As you indicated, 401Ks are treated the same as IRAs.

RMD distributions to a person under the age of 72 are taxable. If this money is donated to a church or other charity, it can still be deducted as a single deduction, but due to the current high standard deduction ($ 24,800 (plus $ 1,300 for each spouse over 65) for a return together in 2020 and $ 12,400 (). Plus $ 1,650 because the taxpayer is over 65 years of age (for a single taxpayer in 2020) most people cannot disclose, and since the standard deduction would otherwise be available, they essentially only get the deduction for the amount that is above the standard deduction that they would receive anyway.

As you probably know, the RMD requirements only apply to “traditional” IRAs and 401Ks as opposed to “Roth” IRAs. This is because the Roths were previously taxed and therefore neither the Roth capital nor the income from the Roth is taxable to you when you receive distributions from it. Therefore, the comments above would still be relevant to the deductibility of the Roth charity distribution. You are therefore entitled to the individual deduction, but only receive this to the extent that it exceeds the standard deduction that you would receive in any case.
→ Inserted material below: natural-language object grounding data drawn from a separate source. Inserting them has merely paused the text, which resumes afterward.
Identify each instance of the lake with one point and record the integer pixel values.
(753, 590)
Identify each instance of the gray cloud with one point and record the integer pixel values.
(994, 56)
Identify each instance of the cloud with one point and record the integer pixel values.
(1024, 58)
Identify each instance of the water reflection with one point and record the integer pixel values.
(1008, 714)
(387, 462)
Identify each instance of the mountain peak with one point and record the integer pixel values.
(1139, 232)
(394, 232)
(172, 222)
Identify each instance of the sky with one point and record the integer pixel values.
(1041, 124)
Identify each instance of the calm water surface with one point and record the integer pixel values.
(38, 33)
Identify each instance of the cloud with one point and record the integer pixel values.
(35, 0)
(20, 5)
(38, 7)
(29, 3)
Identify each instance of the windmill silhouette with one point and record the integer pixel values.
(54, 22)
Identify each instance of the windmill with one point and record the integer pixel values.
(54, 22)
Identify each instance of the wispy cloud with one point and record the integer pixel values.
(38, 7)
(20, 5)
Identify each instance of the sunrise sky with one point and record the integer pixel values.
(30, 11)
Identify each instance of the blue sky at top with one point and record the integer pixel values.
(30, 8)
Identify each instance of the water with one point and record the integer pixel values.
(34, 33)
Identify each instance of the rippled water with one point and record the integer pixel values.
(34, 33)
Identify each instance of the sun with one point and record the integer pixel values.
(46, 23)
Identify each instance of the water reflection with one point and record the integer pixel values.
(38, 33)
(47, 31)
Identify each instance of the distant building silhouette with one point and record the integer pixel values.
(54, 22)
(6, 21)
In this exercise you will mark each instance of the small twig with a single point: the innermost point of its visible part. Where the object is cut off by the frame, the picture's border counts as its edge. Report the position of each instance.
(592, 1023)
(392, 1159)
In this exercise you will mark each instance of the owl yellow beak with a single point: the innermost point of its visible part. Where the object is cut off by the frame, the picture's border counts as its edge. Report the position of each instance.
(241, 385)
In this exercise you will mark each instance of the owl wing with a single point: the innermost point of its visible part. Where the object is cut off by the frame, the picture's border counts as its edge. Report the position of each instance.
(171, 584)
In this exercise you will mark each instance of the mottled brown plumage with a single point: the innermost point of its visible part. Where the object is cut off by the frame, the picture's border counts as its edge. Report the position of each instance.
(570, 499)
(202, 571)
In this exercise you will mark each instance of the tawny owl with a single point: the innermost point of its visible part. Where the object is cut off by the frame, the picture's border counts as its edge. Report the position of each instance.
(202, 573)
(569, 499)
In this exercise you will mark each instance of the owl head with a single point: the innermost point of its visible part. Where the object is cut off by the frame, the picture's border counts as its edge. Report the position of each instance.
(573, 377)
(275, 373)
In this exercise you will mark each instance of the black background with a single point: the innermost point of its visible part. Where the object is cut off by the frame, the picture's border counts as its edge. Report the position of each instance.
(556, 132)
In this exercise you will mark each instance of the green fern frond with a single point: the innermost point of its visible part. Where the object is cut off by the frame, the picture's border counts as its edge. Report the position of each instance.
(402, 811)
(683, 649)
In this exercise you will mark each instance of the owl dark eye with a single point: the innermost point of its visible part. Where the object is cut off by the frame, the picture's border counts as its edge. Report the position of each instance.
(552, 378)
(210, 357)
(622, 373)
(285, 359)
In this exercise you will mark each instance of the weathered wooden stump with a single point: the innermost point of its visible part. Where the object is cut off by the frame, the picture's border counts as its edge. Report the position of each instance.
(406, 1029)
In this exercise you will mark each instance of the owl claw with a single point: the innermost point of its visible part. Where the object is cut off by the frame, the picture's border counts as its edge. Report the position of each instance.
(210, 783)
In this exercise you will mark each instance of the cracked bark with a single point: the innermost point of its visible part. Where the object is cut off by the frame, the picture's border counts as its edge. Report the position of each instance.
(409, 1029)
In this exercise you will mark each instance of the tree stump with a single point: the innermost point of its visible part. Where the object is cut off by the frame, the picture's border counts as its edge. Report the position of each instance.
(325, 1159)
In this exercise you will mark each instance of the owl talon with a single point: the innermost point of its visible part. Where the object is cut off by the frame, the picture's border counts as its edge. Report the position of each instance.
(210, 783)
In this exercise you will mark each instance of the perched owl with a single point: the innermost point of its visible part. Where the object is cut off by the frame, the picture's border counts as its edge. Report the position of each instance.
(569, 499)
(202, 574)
You should therefore rely on your CPA daughter and not on your “friends” for your tax advice.

Robert E. Farnam is an attorney in Idaho Falls. This column is provided by the 7th District Bar Association as a public service. Send questions to It’s the Law, PO Box 50130, Idaho Falls, ID 83405, or email rfarnam@holdenlegal.com. This column is for general information. Readers with specific legal questions should consult an attorney. A lawyer referral service is available by calling the Idaho State Bar Association in Boise at 208-334-4500.